AUTHOR=Yang Fengdong , Zhang Xuezhi , Wang Xinzhuang , Xue Yake , Liu Xianzhi 

TITLE=The new oncogene transmembrane protein 60 is a potential therapeutic target in glioma

JOURNAL=Frontiers in Genetics

VOLUME=Volume 13 - 2022

YEAR=2023

URL=https://www.frontiersin.org/journals/genetics/articles/10.3389/fgene.2022.1029270

DOI=10.3389/fgene.2022.1029270

ISSN=1664-8021

ABSTRACT=Glioma is a malignant tumor with a high fatality rate, originating in the central nervous system. Even after standard treatment, the prognosis remains unsatisfactory, probably due to the lack of effective therapeutic targets. Thus, it is necessary to explore the molecular and clinical characteristics of newly identified oncogenes, such as transmembrane protein 60 (TMEM60), to develop effective treating options for glioma. We used bioinformatic methods and basic experiments to verify the expression of TMEM60 in gliomas and its relationship with 1p and 19q (1p19q) status, isocitrate dehydrogenase (IDH) status, patient prognosis, and immune cell infiltration using public databases and clinical samples. In addition, Gene Ontology (GO) and Kyoto Encyclopedia of Genes and Genomes (KEGG) enrichment analyses were performed to detect co-expressed genes. Finally, we inhibited the expression of TMEM60 to observe the proliferation and activity of glioma LN229 cells. TMEM60 was significantly upregulated in glioma compared with that in normal brain tissue at the mRNA level. In the subgroups of World Health Organization grade, IDH status, 1p19q status, and IDH status combined with 1p19q status, the expression of TMEM60 increased, and the prognosis of glioma patients worsened. In the TMEM60 high expression group, infiltration of immune cells and stromal cells in the tumor microenvironment increased, tumor purity decreased, and immune cells and pathways were activated. The immune cells mainly included regulatory T cells, gamma delta T cells, macrophages M0, neutrophils, and CD8+ T-cells.
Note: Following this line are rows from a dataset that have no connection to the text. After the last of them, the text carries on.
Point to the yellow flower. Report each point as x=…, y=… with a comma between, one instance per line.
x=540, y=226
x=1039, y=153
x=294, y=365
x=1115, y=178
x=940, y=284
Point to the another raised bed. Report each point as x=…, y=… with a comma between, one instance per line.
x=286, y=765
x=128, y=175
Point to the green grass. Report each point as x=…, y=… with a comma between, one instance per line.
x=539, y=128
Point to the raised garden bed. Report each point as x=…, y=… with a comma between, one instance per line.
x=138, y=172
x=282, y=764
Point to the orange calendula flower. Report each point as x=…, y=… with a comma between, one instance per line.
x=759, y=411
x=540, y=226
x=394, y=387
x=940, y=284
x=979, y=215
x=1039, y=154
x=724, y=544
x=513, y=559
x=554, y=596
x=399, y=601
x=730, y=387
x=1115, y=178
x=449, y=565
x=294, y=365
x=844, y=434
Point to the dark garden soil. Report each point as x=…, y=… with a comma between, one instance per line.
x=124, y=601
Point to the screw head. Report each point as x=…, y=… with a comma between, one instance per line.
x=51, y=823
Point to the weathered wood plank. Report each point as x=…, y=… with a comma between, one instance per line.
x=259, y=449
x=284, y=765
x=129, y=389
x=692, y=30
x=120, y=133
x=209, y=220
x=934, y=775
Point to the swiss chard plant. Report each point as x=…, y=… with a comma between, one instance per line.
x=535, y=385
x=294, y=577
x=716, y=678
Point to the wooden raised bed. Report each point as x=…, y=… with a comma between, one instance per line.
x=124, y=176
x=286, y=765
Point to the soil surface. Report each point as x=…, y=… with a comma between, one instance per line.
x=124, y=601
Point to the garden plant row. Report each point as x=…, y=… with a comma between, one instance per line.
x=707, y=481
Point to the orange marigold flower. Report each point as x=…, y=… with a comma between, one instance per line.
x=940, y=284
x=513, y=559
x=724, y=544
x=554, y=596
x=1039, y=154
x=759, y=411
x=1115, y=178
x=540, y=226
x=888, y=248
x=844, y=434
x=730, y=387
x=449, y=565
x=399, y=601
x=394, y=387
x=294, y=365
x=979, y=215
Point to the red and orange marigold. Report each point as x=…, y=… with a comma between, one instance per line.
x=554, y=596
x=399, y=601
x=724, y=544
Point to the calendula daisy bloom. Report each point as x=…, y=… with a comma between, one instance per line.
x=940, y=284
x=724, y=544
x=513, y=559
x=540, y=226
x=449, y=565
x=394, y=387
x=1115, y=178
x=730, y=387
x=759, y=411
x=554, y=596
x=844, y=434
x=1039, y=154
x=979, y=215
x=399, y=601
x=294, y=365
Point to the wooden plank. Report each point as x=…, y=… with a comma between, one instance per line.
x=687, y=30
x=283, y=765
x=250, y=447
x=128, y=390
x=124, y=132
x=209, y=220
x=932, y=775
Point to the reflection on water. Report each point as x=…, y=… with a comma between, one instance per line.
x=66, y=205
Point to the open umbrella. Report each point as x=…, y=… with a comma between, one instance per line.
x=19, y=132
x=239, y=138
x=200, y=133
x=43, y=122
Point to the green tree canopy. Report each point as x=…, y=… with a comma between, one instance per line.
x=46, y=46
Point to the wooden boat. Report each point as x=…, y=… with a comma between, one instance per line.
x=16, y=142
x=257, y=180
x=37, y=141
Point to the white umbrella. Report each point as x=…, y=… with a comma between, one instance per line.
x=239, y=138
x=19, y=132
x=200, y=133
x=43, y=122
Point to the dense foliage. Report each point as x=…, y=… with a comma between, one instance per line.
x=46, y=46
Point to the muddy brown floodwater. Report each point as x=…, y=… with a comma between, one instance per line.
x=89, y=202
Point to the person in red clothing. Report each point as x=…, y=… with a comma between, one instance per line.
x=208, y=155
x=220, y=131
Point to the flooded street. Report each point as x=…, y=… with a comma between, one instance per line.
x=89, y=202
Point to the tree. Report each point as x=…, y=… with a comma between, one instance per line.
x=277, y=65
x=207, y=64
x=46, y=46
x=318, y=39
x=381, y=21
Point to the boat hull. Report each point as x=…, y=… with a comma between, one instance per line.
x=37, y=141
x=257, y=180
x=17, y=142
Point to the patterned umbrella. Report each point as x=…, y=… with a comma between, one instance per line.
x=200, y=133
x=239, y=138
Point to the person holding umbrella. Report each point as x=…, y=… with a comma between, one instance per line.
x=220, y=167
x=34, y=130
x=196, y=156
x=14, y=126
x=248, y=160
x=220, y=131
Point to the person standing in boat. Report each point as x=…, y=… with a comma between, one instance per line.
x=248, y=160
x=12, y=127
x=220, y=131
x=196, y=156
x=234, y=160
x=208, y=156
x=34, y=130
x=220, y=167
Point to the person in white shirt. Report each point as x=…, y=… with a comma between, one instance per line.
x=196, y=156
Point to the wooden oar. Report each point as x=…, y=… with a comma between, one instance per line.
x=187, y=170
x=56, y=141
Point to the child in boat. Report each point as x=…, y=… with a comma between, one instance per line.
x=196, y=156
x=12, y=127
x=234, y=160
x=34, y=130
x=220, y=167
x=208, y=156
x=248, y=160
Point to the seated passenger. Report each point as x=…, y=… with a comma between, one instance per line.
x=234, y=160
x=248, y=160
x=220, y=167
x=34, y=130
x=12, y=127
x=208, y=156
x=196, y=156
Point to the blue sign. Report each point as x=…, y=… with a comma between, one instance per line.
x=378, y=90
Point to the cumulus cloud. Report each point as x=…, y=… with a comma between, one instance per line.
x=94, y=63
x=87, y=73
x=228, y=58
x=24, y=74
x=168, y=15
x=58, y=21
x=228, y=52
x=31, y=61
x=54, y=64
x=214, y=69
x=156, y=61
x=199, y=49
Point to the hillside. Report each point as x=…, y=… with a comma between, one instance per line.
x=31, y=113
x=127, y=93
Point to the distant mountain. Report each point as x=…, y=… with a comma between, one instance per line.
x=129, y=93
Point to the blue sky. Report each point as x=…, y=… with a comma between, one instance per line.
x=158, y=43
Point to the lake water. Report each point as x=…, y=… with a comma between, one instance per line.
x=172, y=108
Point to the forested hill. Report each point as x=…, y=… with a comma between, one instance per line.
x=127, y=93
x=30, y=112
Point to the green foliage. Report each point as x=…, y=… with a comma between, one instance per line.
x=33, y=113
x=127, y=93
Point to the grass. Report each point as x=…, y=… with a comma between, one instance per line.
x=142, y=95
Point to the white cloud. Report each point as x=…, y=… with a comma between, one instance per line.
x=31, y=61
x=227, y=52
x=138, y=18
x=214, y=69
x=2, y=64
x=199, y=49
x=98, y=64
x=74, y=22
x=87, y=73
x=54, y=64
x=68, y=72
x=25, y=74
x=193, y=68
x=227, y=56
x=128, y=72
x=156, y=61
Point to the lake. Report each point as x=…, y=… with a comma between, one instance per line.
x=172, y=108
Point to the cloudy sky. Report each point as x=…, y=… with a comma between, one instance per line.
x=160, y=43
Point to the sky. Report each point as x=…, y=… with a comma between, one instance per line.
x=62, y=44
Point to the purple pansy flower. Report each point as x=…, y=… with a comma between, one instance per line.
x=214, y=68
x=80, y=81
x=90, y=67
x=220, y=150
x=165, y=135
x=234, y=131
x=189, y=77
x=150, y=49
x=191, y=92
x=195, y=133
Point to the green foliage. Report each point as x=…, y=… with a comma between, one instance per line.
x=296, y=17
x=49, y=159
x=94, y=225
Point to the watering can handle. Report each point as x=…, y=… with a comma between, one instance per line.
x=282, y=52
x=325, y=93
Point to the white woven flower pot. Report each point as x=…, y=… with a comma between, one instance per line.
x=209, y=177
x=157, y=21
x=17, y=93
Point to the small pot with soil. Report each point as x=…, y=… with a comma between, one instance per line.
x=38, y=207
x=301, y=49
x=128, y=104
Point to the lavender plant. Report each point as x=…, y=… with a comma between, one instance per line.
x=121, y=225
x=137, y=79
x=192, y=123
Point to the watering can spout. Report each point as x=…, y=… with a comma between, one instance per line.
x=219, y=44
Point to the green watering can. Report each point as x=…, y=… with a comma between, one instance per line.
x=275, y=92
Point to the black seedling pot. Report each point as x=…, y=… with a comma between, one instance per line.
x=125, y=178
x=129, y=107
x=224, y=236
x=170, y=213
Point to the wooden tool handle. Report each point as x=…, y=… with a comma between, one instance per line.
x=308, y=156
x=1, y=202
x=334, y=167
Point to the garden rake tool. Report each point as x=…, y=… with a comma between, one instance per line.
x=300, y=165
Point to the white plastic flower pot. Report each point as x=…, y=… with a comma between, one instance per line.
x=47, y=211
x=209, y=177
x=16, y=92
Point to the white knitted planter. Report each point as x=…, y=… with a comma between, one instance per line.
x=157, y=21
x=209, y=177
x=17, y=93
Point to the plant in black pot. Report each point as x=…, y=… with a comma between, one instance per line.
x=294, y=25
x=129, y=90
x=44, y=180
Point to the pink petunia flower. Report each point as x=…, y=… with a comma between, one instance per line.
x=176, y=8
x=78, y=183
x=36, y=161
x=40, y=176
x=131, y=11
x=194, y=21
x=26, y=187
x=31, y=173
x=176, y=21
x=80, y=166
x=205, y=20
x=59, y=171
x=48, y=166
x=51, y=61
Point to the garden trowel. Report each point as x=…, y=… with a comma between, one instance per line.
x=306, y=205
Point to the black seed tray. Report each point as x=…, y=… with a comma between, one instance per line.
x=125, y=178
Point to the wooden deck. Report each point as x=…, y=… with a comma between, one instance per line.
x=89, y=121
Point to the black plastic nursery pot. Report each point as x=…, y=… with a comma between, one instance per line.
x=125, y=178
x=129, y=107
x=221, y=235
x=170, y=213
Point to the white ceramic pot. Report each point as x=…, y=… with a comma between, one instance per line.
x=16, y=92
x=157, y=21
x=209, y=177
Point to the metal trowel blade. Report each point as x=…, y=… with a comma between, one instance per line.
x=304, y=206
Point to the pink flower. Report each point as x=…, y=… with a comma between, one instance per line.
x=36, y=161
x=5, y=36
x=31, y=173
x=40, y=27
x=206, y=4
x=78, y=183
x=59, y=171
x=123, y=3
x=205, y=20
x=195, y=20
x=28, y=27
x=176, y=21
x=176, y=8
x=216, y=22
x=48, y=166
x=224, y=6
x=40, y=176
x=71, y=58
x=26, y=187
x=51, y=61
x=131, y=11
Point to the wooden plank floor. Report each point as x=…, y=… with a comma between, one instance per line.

GO and KEGG analyses showed that TMEM60 might participate in the malignant behavior of tumors through processes involving the cell cycle, proteasome, DNA replication, and mismatch repair. Finally, we found that TMEM60 silencing weakened the viability, proliferation, and clonogenic ability of glioma LN229 cells. This is the first report on the abnormally high expression of TMEM60 in glioma and its related clinical features, such as tumor microenvironment, immune response, tumor heterogeneity, and patient prognosis. We also found that TMEM60 silencing weakened the proliferation and clonogenic ability of glioma LN229 cells. Thus, the new oncogene TMEM60 might be an effective therapeutic target for the clinical treatment of glioma.